Between the privet and honeysuckle, someone
outside the house next door lays on their horn.

My little girl on the porch with a broom.
Upstairs, the sound of a chair moving.

What begins here began with field mice and bread bowls.
But what will become of these fragments?

I hold tight to the pecan sapling in the neighbor’s flower bed.
Then the distinct sound of roots, ripping.

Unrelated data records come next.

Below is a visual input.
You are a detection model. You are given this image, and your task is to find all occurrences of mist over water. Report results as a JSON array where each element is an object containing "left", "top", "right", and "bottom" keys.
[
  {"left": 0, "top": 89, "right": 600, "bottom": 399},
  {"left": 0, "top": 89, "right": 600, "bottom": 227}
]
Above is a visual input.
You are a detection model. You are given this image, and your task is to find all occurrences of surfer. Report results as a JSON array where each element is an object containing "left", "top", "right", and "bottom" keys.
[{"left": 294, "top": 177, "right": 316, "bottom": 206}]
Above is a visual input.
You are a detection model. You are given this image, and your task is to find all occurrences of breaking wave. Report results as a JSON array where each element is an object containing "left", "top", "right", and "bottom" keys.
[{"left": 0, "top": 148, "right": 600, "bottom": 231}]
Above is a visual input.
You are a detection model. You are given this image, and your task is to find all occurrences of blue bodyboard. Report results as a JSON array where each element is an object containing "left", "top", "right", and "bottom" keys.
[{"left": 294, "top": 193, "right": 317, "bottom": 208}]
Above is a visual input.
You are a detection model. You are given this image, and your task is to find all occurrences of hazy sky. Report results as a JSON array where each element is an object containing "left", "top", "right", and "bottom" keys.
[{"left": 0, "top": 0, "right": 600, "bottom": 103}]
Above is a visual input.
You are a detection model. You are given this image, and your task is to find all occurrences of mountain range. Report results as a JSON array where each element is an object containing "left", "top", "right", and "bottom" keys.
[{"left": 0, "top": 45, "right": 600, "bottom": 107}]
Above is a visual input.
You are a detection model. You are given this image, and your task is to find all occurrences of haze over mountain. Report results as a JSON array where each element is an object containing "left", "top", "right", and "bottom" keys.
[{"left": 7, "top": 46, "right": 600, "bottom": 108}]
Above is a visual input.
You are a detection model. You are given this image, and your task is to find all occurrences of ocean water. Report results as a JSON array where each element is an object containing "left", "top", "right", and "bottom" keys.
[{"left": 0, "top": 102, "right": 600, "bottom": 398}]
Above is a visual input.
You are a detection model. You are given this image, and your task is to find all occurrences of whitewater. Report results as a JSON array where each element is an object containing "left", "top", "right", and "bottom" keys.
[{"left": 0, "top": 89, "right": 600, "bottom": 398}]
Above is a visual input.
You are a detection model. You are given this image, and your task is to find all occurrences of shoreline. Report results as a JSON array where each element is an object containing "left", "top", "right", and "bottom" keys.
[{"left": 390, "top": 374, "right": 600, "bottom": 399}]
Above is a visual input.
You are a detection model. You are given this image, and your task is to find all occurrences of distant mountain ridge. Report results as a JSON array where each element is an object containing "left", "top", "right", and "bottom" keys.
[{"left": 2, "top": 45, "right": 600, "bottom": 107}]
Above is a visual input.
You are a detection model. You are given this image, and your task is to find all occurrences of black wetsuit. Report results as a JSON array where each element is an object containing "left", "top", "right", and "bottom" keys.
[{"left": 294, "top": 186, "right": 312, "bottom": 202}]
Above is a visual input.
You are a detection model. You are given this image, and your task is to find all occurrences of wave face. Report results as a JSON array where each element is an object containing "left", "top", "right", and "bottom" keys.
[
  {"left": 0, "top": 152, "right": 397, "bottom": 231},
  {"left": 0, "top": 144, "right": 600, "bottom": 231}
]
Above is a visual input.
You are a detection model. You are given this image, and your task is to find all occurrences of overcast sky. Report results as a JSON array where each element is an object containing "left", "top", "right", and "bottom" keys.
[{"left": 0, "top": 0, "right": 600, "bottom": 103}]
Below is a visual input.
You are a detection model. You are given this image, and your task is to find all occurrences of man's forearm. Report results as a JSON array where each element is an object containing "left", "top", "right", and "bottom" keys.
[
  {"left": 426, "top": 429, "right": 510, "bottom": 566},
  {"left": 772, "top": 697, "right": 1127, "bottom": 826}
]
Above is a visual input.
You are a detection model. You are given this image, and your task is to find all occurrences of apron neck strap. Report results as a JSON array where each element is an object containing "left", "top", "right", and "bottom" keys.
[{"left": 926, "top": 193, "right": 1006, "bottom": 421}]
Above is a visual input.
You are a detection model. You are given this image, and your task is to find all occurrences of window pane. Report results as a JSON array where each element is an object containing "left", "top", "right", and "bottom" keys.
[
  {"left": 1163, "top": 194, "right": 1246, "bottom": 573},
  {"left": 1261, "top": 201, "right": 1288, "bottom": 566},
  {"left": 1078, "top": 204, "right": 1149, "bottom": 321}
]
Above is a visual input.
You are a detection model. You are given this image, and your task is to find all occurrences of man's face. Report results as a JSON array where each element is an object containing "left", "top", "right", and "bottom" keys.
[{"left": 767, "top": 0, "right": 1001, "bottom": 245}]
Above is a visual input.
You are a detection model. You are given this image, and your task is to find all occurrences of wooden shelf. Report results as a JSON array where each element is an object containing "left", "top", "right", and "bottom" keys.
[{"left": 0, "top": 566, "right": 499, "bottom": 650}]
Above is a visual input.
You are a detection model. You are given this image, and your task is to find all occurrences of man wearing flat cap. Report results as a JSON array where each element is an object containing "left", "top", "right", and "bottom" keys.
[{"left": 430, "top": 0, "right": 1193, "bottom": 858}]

Are you a season or a tree? A color or a branch?
There in the woods, a valley of rhododendron and yesterdays.

On the counter, a pile of torn calendar
sheets and newspaper horoscopes.

First the baby’s head, then the toddler’s hands. A trash bag
in a ravine of clothes someone once wore.

I find a dope needle in the brush pile. The ornamental peach tree
flowers to put out an inedible fruit.

The child taken Caesarean, I couldn’t tell if the scream
or fists swinging came first.

Another train passes through. On the road,
a spent .30 cal. casing. So very sleepy, she said.

In one dream I was pulling ticks off the dog’s ears.
Then the oak tree was older than history.

What holds, and what has held: the empty white
cable truck bucket, the neighbor’s casserole dish.

One grandmother sits in a recliner beside a space heater.
One grandmother rests in a box in the ground.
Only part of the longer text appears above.